封鵲將他們送到魏瓚的寢帳便離開了,覃瑞瑞蹲在帳外百無聊賴地挖泥巴,帳內只有岑最果和傅堅二人,正在忐忑之際,魏瓚走了進來,也不招呼他倆,一邊走一邊解甲,岑最果下意識想湊過去幫忙,魏瓚卻不領情,徑自將解下來的輕甲掛在了衣桁上,便轍身向案邊走去,岑最果邁著小碎步挪到他身邊,輕輕地扯了扯他的袖子,小聲說道:“槐之哥哥,你別生氣了,小果錯了。”

魏瓚伸手就掐住了他頰邊的軟肉,呵斥道:“你當這是什麽地方,你就敢來?嗯?你這小孩兒的膽子怎麽就這麽大?”

“哎呦哎呦,我錯了我錯了!”,岑最果邊忙著從鐵爪下搶救自己的臉,邊嘴上討著饒。

傅堅看不下去了,趕緊過來勸:“快別掐他了,都給掐紅了。”

魏瓚劍眉一橫,“我說他沒說你是嗎?你身為長輩就跟他一起胡鬧?”

傅堅臉上掛不住,索性蠻橫了起來,梗著脖子說道:“這主意是老夫出的,人也是我帶出來的,要怎麽處置我,魏大統帥盡管沖我來吧。”

岑最果連忙袒護道:“不是的不是的,主意是我出的,是我求師父帶我來的。”

魏瓚見師徒倆一唱一和地為對方開脫,無可奈何地嘆了一口氣,說道:“綏州城太危險了,今晚暫且住下,明日一早我安排人送你們回去。”

“我不走。”倆人異口同聲地說。

傅堅開始倚老賣老:“老夫打過的仗可不比你小子少,別以為當了統帥就瞎指揮,聽說你們這兒缺少軍醫,老夫現成的一個大夫,醫術高超,經驗豐富,你還要趕我走?是何道理?”

魏瓚生硬地說道:“不行,我不能留著你在前線冒險,軍醫的事,我會再想辦法。”

“你能有什麽辦法?我們一路上見到許多流民,後面的幾座城的老百姓也少了很多,你要去哪裏找大夫?”
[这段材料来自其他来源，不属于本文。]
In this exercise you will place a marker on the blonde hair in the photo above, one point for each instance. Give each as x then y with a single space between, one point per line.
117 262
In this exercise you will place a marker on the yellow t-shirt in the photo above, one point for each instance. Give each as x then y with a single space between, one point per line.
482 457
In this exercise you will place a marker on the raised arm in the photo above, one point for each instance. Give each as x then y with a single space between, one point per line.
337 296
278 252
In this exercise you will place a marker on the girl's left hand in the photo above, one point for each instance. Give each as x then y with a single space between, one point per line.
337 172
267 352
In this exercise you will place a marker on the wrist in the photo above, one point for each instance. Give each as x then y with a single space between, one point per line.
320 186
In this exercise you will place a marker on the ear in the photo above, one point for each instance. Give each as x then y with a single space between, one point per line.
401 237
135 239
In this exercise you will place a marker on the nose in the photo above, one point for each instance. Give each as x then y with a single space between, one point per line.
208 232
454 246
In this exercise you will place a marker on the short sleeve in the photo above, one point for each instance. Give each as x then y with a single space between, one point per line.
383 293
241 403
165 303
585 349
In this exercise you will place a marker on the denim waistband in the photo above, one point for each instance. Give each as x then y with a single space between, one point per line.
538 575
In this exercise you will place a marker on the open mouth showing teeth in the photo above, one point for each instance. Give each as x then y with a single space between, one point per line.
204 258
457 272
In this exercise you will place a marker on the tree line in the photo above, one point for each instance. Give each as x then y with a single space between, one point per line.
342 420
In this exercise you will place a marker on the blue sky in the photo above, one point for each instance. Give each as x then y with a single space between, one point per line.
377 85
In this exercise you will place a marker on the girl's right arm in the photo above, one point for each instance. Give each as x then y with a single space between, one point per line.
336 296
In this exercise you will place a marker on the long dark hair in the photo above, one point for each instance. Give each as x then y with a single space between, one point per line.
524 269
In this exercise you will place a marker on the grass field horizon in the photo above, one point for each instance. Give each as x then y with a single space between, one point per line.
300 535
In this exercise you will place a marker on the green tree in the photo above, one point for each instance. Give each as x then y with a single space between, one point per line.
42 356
“我已將軍報發往京都,稟報給了皇帝,請他派遣軍醫與後援部隊一同前來馳援。”

“那侯爺的希望恐怕要落空了。”,覃瑞瑞掀開帳簾走了進來,他向魏瓚行了個臣下禮,道:“端王爺派我前來給侯爺傳個話。”,說著他從衣襟裏掏出了一枚玉牌遞了過去,魏瓚接過一看,確實是夏侯煦的信物。

覃瑞瑞的聲音不緩不疾,卻如驚雷一般落在了在場每個人的心上:“王爺讓屬下告知侯爺,京城的援軍不會來了,您就只有這五千驍騎,但如果綏州城丟了,就等於南部戰線丟了大半。您若退就是死罪,您若不退,也只能落得個戰死異鄉的結局。甯太後與皇帝做了交易,以獻出她三個族兄執掌的七萬禁軍為條件,交換她身為血鼎案主謀理應處死的生路,但這七萬禁軍除了您帶走的這五千騎兵,剩餘的人馬都被皇帝以確保皇城安防為由給扣了下來。”

“荒謬!由陳謀遠大將軍統領的禁軍有十萬,足夠皇城的安防所用。”,魏瓚蹙著眉,並不全信他的話。

“可濱州突然出了水患,濱州知府怕擔責帶著家小跑了,整個濱州城連同附近兩座城池如今已被山匪占領,城中瘟疫肆虐,民不聊生,附近三個州郡的駐軍前去支援,都損失慘重。不僅沒有將濱州奪回,反而讓軍中大量士兵感染了瘟疫,濱州離京都只有數城之隔,皇帝不得不派了陳謀遠將軍前去鎮壓,目前京都的禁軍不足十萬。”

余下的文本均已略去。